I’ve recently become a father, and as a student of pop culture I’ve been spending a lot of time thinking about how dads are portrayed in fictional settings. And in that there are some dads that I secretly want to be, and in a way look up to for their parenting skills.
At first glance Greg Universe doesn’t have much going for him. He runs a car wash, lives in his van, and his only son lives with three magical aliens that are training him to use his special powers. However, once you get to know him it becomes clear that not only is Greg a great father, but he really cares about Steven and his wellbeing.
But why would I want to be Greg? It’s because he gets to live adjacent to some seriously awesome science fiction drama without having to be directly involved. I would like to have his laid back attitude and approach towards life. He’s very much the kind of person who lives in the moment and doesn’t let the stress of the world grind him down, and I admire that.
The honorable Ned Stark is the best father he can be in the context of the world he lives. He has expectations for his children but he understands that they’re individuals with their own strengths and weaknesses. He deeply cares for all of them even as he feels pulled by duty to his kingdom. Ned tried his best, before his untimely end, to instill a strong sense of identity and duty in each of his children.
Doing the right thing isn’t always easy, especially in a world styled in European feudalism. But Ned honestly does care for his region, his people, and his children. I hope that I can instill the kind of sense and duty into my child that Ned has into his, and if my daughter wants to take lessons on how to master the blade? I’ll take a page from Mr. Stark’s book and encourage her.
I know what you’re probably thinking on this one. Homer Simpson? Seriously? I know that Homer might seem like an odd choice given the topic, but there are a lot of examples where Homer really shows that he’s a good dad (or at least tries to be) and cares deeply for his children. In one episode Homer takes a second job working all night to afford the steep price it costs to keep a pony, all for Lisa’s love.
Homer is also carefree and fun, which are aspects I hope I retain as I move further into fatherhood. He has a childlike sense of wonder that allows him to relate to his kids in ways that a lot of fictional dads struggle. I admire that about Homer, even if a lot of his traits can cause him to be something of a jerk to most people he meets.
Arthur is the kind of father that you don’t really appreciate until you’re older. It’s never fun when you’re young and you can’t afford to buy everything you want, but as you grow up you start to understand the sacrifices your parents made for your happiness. Arthur is a family man who focuses on happiness in his work and making a positive and powerful impact on his household.
Arthur also manages to balance his job and his family with some real political activism for a cause he strongly believes in. Joining the Order of the Phoenix can’t have been an easy decision for someone like Arthur, with so much to lose on a personal level. But he makes the right decision and fights the dark wizards even though as a pure-blood himself he and his family wouldn’t have anything to worry about. That’s conviction I can really get behind.

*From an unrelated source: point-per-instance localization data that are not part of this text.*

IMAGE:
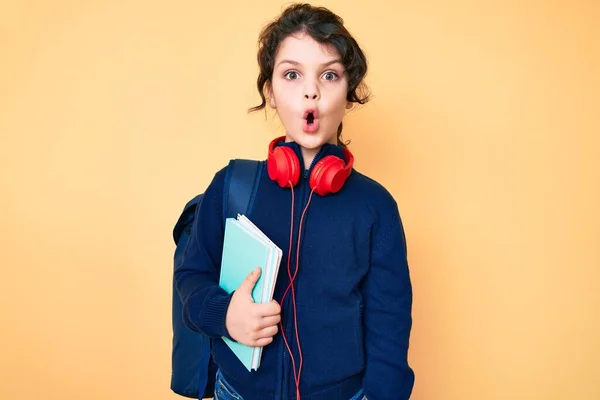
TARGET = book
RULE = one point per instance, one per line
(246, 247)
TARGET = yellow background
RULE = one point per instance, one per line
(484, 126)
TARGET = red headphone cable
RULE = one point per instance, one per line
(291, 286)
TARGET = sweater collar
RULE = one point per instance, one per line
(326, 150)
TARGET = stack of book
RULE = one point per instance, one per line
(245, 247)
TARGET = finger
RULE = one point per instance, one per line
(248, 284)
(270, 321)
(267, 332)
(268, 309)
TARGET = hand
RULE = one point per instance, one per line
(249, 323)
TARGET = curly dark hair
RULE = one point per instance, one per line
(323, 26)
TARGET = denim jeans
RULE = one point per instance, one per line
(224, 391)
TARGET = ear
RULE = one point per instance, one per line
(270, 96)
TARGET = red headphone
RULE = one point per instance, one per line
(327, 176)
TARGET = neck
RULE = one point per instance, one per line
(308, 155)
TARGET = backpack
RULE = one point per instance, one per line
(193, 370)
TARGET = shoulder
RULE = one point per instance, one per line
(371, 193)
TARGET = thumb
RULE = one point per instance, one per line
(248, 283)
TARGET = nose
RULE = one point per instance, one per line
(311, 91)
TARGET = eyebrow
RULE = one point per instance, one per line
(335, 61)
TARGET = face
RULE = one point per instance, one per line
(308, 90)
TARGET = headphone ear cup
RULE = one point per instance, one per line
(328, 175)
(283, 166)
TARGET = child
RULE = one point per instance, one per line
(339, 325)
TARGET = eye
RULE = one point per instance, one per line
(330, 76)
(291, 75)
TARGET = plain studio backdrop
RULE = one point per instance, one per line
(484, 126)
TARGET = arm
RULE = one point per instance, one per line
(205, 303)
(387, 294)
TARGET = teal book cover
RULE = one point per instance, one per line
(242, 253)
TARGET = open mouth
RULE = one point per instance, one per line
(311, 121)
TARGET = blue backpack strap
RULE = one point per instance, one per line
(241, 184)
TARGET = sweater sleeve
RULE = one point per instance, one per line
(387, 294)
(205, 303)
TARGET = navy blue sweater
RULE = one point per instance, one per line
(353, 290)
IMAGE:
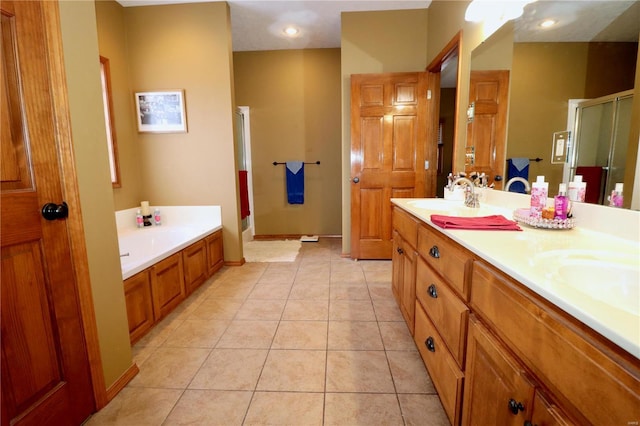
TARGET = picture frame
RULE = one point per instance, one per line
(161, 111)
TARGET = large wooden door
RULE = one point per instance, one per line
(45, 371)
(486, 132)
(388, 149)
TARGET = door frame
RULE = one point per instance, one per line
(434, 69)
(71, 193)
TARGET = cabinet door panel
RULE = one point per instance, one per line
(497, 390)
(583, 372)
(446, 311)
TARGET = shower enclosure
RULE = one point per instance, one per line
(243, 155)
(601, 138)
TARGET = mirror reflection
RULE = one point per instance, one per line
(587, 59)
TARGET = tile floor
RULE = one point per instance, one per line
(318, 341)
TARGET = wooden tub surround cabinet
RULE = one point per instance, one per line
(496, 350)
(156, 291)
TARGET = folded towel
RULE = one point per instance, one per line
(518, 167)
(493, 223)
(295, 182)
(244, 194)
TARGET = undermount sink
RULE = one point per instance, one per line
(611, 278)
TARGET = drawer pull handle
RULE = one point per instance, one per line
(515, 406)
(432, 291)
(430, 344)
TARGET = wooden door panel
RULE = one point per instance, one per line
(488, 91)
(45, 368)
(388, 146)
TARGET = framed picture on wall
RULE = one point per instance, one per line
(161, 111)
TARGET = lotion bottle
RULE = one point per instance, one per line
(561, 203)
(539, 191)
(616, 196)
(577, 189)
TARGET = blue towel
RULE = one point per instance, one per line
(518, 167)
(295, 182)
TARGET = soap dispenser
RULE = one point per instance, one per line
(615, 200)
(539, 191)
(561, 203)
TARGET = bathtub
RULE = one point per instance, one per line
(181, 226)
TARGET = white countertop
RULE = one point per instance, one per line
(592, 275)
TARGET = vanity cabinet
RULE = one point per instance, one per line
(196, 268)
(404, 255)
(497, 352)
(137, 292)
(167, 283)
(215, 252)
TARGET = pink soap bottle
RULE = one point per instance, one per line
(561, 203)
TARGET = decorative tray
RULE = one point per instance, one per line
(524, 216)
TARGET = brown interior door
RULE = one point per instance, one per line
(388, 145)
(45, 370)
(486, 134)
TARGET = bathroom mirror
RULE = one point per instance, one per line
(590, 53)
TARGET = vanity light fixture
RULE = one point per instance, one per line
(291, 31)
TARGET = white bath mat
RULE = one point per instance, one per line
(271, 251)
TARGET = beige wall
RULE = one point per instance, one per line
(294, 100)
(375, 42)
(112, 41)
(188, 46)
(80, 45)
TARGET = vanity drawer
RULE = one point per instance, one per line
(447, 258)
(592, 379)
(406, 225)
(444, 308)
(445, 374)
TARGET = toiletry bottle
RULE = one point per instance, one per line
(616, 196)
(561, 203)
(139, 221)
(539, 191)
(577, 189)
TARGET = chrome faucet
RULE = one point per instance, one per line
(470, 196)
(527, 187)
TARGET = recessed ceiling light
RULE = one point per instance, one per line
(291, 31)
(548, 23)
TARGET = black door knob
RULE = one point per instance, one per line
(53, 211)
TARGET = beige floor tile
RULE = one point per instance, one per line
(396, 336)
(209, 407)
(270, 291)
(309, 292)
(171, 368)
(197, 334)
(312, 310)
(351, 310)
(216, 308)
(137, 406)
(301, 335)
(358, 371)
(294, 408)
(349, 291)
(387, 310)
(422, 410)
(293, 370)
(364, 409)
(255, 309)
(354, 335)
(408, 372)
(230, 369)
(248, 335)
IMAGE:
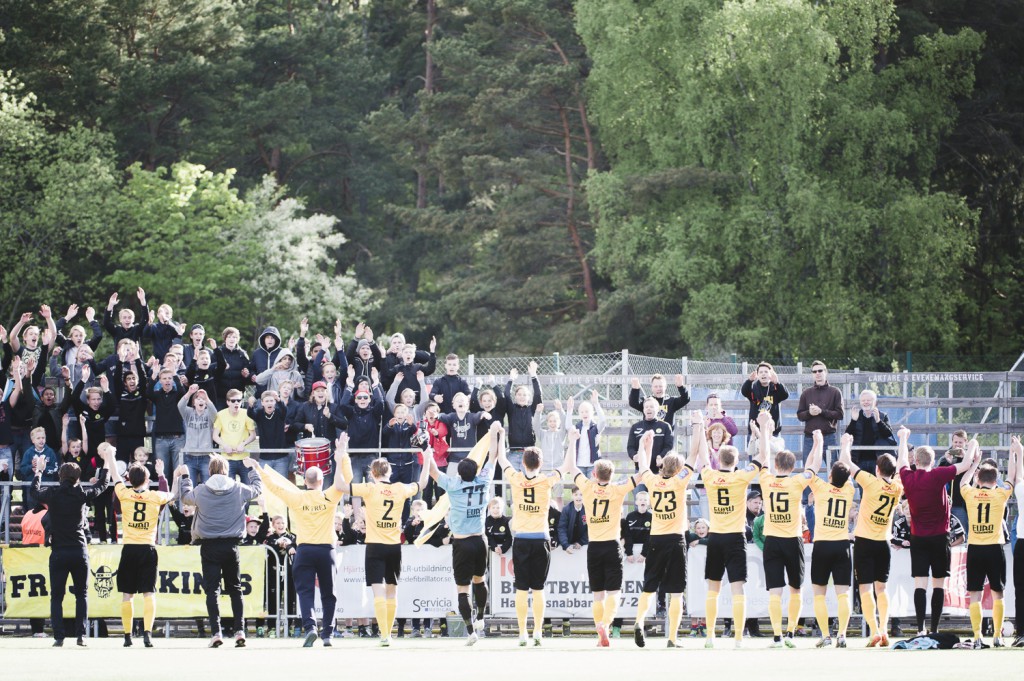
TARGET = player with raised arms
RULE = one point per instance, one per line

Yondu is the adoptive father of Peter Quill in the Marvel Cinematic Universe’s Guardians of the Galaxy franchise. The gruff and impolite leader of a Ravager faction kidnapped Peter when he was only ten years old, and instead of transporting him to Ego as he was paid to do, he saved Peter’s life by taking him on as a member. He was able to teach Peter the life skills necessary to survive in the far reaches of the galaxy Peter lived in.
But I’ll be honest here for a moment, I want to be Yondu because it would be a lot of fun to travel throughout space as a pirate and control a magical arrow. He wasn’t a perfect father, and arguably wasn’t even a very good person, but he had an interesting life and he did sincerely care for Peter (even if he showed it in weird ways).